Last Updated: Wed Sep 07, 2011 16:30 pm (KSA) 13:30 pm (GMT)

More deaths reported as Syrian forces storm Homs, block telecommunications

Protests against security forces swept through Homs as President Assad faced increasing pressure to step down. (File photo)
Protests against security forces swept through Homs as President Assad faced increasing pressure to step down. (File photo)

Syrian security forces stormed the city of Homs and cut off telecommunications as heavy shooting was heard while troops raided homes, Al Arabiya reported on Wednesday.

Syrian activists told Al Arabiya that more deaths have been reported as the security forces swept through Homs and fired at the Khaled bin Walid Mosque.

According to AFP, seven people have been shot dead by the fire of security forces in Homs.

“Most land and cell phone lines and the Internet have been cut off. Tanks moved in at dawn and began firing heavy machineguns randomly at houses in Bab Tadmur, Warsha district and Bab Dreib,” Syrian activists told Reuters.

“Troops also deployed in Bab Sbaa, two explosions were heard in al-Khader neighborhood and they sealed off the city center,” said a statement by Homs City Neighborhoods Union sent to Reuters.

The operation comes after Syria asked Arab League Secretary General Nabil al-Arabi to postpone a visit to the Arab country for talks on the violent crackdown on protests that broke out mid-March.

President Bashar al-Assad faces the biggest challenge to his rule since inheriting power from his father 11 years ago, with increased international condemnation of the violence.

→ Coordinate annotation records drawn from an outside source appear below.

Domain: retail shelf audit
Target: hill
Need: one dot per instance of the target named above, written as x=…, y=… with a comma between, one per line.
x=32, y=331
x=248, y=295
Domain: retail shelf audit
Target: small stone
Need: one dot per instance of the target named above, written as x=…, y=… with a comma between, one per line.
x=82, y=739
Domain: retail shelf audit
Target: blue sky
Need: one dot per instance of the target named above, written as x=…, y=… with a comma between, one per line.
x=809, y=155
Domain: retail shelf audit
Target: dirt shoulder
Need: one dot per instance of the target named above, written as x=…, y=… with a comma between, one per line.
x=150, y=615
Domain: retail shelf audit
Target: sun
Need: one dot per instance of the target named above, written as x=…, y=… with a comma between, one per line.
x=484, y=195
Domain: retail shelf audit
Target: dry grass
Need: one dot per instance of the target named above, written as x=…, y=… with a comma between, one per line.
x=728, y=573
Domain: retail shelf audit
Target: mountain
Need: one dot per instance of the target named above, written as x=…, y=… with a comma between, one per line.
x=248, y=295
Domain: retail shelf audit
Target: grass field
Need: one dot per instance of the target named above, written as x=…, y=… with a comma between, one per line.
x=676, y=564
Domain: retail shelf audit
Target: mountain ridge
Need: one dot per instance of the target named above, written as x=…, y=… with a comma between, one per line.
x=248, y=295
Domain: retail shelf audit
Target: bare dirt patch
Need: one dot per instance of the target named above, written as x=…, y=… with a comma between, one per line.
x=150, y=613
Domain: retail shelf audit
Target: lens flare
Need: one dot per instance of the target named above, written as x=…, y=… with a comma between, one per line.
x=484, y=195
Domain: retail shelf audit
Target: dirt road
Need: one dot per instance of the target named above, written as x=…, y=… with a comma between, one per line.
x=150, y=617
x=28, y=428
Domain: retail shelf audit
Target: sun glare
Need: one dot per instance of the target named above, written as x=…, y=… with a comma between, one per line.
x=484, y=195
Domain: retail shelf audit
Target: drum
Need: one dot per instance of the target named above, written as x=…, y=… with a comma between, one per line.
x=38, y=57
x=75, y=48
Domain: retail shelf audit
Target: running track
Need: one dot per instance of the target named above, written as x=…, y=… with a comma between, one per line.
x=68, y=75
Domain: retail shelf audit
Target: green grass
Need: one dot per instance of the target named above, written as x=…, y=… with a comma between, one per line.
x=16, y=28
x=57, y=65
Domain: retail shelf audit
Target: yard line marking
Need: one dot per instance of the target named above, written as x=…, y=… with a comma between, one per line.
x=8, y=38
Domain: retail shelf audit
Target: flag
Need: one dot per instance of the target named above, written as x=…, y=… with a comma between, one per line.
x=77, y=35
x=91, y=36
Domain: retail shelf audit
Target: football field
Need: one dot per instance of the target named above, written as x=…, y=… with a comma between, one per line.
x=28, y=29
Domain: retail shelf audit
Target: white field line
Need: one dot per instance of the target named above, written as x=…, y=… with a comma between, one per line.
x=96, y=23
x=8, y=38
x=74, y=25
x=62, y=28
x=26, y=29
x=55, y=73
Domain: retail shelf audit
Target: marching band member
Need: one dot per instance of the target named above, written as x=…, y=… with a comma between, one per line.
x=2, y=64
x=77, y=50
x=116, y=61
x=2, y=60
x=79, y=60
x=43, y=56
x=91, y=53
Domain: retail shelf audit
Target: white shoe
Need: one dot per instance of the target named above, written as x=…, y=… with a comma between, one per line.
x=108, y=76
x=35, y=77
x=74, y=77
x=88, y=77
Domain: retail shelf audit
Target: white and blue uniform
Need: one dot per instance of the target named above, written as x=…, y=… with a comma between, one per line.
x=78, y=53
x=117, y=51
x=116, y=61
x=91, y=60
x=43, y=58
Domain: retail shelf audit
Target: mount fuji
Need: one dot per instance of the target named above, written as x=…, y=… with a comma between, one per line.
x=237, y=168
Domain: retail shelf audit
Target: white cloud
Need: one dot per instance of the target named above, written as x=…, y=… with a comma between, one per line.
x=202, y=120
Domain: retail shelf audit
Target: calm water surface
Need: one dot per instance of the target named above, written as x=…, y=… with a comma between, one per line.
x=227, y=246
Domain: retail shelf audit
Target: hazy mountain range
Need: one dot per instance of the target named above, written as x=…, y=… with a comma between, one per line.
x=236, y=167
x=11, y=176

The European Union on September 3 added four people and three companies to an asset freeze and travel ban on Syria, where the unrest began in mid- March. A day earlier, the EU banned imports of Syrian oil.

More than 2,450 civilians and 700 members of the security forces have been killed during the crackdown, while 15,000 people have been injured and at least 20,000 are in prison, according to Mahmoud Merhi, head of the Arab Organization for Human Rights. The UN puts the death toll at more than 2,200.

Security forces have failed to halt the protests, which were inspired by unrest across the Middle East and North Africa that unseated Tunisian President Zine Elabidine Ben Ali in January and Egyptian President Hosni Mubarak the following month. Muammar Qaddafi is in hiding after an uprising ended his control over most of Libya.

Tanks and troops, largely from Syria’s minority Alawite sect, moved into Homs four months ago and occupied the main square in the city to try to end protests demanding the removal of President Assad.

The Alawite sect dominates Syria’s security forces and core army units that have besieged numerous towns and cities across the country to crush the six month uprising.

Homs, 165 km (100 miles north of Damascus) is mostly Sunni Muslim, like the rest of Syria. The hundreds of casualties reported in the city since the army deployment has been caused by assaults on Sunni areas. Activists have also reported the death of several Alawite residents in apparent revenge killings.

Residents said an Alawite militia loyal to Assad, known as shabbiha, has played a leading role in the raids and are responsible for some of the killings, raising tension between the two sects.

Activists and residents have reported an increasing number of defections among the mostly Sunni rank and file military in Homs and its surrounding countryside.

Residents of Rastan, a town near Homs, published footage purportedly showing defecting soldiers on a balcony greeting a crowd of several thousand people at a pro-democracy rally in the town last week.

Syrian authorities, which have not allowed independent media in the country since the uprising began in March, say there have been no defections in the military.

They say the troops were deployed in Syrian cities in response to appeals by inhabitants frightened by “armed terrorist gangs.”